Bump on the road; download operations taking too long

At this point I spent more hours than I wish I had on an issue, perhaps very unusual.

The operation tokz = AutoTokenizer.from_pretrained(model_nm) was taking an awful long time to complete:

CPU times: user 504 ms, sys: 57.9 ms, total: 562 ms
Wall time: 14min 13s

To cut a long story short, I managed to figure out what was going on. It is documented on the Hugging Face forum at: Some HF operations take an excessively long time to complete. If you have issues where HF operations take a long time, read it.

Now back to the tokenisation story. Note that the local caching may be superflous if you do not encounter the issue just mentioned.

max_length = 128

p = Path("./tokz_pretrained")
pretrained_model_name_or_path = p if p.exists() else model_nm
# https://discuss.huggingface.co/t/sentence-transformers-paraphrase-minilm-fine-tuning-error/9612/4
tokz = AutoTokenizer.from_pretrained(pretrained_model_name_or_path, use_fast=True, max_length=max_length, model_max_length=max_length)
if not p.exists():
    tokz.save_pretrained("./tokz_pretrained")
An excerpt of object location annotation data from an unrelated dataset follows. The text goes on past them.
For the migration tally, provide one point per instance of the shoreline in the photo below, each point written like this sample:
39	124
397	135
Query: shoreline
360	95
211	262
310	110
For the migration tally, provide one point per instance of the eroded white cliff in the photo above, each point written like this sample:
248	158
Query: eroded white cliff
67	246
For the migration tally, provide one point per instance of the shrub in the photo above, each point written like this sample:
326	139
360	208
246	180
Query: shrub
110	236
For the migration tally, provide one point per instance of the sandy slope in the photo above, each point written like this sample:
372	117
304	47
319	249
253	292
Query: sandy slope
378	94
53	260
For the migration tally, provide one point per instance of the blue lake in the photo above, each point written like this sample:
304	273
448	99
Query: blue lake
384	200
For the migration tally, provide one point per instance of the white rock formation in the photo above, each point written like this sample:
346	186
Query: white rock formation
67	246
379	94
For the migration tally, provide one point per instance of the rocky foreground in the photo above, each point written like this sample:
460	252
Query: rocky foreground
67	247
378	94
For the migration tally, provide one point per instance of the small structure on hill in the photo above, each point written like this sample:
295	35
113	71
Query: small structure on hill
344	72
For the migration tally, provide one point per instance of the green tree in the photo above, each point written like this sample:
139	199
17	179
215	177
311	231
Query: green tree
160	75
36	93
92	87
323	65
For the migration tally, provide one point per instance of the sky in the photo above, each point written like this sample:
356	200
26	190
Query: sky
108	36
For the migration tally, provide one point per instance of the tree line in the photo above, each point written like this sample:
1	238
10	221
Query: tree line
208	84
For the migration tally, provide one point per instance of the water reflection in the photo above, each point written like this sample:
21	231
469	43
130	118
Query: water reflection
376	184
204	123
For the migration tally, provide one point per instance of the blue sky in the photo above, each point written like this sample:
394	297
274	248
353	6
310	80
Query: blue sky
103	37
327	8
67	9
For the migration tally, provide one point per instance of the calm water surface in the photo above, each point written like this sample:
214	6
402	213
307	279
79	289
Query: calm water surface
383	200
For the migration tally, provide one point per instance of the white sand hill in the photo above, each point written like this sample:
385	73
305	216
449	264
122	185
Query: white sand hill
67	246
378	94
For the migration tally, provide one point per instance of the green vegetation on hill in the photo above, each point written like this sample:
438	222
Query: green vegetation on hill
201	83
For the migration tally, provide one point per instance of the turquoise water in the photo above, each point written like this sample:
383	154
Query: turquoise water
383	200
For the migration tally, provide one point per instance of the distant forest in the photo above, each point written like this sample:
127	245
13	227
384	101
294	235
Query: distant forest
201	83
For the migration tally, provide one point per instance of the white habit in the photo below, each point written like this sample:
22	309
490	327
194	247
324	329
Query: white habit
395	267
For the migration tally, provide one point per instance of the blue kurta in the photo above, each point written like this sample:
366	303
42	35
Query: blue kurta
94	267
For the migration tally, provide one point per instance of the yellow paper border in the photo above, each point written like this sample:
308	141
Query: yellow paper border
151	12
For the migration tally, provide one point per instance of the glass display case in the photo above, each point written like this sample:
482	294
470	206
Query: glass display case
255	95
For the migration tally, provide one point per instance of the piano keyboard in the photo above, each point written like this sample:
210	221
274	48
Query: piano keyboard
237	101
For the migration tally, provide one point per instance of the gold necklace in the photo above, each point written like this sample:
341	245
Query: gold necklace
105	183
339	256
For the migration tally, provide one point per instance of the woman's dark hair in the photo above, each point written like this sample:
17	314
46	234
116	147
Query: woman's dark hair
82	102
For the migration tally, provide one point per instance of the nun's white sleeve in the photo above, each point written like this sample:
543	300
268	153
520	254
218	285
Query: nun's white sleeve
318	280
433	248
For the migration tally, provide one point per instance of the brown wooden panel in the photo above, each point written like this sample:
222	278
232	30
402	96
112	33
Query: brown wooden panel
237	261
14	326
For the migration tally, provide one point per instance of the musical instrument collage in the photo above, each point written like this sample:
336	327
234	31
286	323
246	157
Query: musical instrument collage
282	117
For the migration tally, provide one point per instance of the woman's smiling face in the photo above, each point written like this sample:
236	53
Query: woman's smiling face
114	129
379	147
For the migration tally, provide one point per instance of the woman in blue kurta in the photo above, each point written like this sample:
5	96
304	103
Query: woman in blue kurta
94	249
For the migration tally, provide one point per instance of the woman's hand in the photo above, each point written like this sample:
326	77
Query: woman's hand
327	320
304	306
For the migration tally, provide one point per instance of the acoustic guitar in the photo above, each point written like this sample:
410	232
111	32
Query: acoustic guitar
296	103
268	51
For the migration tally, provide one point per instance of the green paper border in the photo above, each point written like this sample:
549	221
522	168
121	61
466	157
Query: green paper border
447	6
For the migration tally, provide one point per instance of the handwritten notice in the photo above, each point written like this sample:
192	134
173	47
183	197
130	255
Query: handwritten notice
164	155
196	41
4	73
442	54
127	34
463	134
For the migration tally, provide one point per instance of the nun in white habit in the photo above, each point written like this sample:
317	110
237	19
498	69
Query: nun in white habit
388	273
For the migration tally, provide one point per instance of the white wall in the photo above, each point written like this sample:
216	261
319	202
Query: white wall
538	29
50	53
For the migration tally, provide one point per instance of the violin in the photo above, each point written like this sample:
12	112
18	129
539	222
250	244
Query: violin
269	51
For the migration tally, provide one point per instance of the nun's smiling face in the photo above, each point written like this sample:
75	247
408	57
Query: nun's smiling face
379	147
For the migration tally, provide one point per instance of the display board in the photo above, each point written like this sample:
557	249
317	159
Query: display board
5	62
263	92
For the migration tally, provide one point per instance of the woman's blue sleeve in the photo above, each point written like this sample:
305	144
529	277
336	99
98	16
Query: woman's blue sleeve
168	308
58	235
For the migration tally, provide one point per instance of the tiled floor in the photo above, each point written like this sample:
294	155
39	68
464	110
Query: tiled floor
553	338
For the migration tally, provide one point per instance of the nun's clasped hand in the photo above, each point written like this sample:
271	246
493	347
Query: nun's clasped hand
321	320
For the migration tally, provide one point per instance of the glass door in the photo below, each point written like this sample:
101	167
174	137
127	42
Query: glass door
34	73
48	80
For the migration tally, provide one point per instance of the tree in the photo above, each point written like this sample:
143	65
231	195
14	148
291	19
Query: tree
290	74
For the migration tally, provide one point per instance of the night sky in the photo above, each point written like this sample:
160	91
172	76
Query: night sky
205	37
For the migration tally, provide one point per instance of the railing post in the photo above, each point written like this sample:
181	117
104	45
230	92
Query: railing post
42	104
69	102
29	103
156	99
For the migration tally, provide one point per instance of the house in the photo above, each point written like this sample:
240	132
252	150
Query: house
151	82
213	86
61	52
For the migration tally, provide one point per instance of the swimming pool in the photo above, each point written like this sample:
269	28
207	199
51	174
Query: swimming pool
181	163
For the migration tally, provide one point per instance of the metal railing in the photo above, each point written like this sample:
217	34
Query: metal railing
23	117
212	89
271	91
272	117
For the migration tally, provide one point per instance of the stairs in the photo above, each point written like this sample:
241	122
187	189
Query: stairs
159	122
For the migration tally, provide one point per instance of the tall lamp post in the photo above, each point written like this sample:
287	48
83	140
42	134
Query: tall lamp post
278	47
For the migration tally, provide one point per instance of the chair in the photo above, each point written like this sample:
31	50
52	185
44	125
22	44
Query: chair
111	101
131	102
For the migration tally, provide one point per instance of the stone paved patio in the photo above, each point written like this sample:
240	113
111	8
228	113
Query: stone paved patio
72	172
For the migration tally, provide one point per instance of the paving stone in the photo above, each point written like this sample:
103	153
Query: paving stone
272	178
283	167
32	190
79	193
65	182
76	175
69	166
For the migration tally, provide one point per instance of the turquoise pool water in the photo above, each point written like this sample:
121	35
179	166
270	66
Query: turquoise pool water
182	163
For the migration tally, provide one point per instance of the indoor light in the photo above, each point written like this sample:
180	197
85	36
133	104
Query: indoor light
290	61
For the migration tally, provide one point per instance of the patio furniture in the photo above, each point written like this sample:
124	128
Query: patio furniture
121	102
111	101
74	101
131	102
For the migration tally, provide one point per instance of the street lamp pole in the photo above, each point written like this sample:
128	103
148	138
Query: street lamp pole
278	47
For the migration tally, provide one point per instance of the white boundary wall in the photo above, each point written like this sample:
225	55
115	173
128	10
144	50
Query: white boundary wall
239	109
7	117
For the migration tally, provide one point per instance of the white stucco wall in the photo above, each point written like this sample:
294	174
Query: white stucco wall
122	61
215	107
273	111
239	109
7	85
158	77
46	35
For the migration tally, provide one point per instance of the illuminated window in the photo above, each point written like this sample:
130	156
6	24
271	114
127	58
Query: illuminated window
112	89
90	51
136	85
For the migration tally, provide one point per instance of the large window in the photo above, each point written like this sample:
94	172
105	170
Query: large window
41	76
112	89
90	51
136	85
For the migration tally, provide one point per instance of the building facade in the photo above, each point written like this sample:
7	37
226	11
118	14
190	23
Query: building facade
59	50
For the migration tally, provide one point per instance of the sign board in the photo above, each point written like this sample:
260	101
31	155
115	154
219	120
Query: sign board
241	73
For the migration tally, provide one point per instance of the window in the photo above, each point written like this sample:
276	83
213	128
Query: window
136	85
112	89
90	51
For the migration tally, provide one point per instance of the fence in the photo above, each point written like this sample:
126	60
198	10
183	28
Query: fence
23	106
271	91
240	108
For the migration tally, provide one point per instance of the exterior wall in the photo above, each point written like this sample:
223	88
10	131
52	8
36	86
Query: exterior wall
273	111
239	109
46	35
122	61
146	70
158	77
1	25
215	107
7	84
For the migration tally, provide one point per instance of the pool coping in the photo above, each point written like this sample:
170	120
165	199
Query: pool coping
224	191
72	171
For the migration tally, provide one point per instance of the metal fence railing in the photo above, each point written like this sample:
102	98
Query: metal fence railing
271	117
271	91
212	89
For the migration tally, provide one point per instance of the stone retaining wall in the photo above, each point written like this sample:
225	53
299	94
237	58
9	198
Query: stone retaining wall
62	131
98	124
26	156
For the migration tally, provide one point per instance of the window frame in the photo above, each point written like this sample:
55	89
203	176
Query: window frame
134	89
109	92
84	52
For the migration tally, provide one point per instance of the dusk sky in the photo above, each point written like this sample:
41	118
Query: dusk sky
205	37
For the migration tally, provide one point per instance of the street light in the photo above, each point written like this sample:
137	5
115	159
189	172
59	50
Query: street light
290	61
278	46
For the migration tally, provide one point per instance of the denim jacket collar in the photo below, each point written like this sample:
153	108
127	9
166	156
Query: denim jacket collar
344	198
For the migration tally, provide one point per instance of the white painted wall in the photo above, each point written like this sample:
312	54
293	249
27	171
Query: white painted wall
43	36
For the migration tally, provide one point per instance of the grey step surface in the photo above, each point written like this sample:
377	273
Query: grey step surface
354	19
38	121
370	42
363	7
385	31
Let’s see what this does on a typical lithology description

tokz.tokenize("CLAY, VERY SANDY")

['▁C', 'LAY', ',', '▁VERY', '▁S', 'ANDY']

Well, the vocabulary is probably case sensitive and all the descriptions being uppercase in the source data are likely problematic. Let’s check what happens on lowercase descriptions:

tokz.tokenize("clay, very sandy")

['▁clay', ',', '▁very', '▁sandy']

This looks better. So let’s change the descriptions to lowercase; we are not loosing any relevent information in this case, I think.

# note: no warnings because we used .copy() earlier to create litho_logs_kept
litho_logs_kept[DESC] = litho_logs_kept[DESC].str.lower()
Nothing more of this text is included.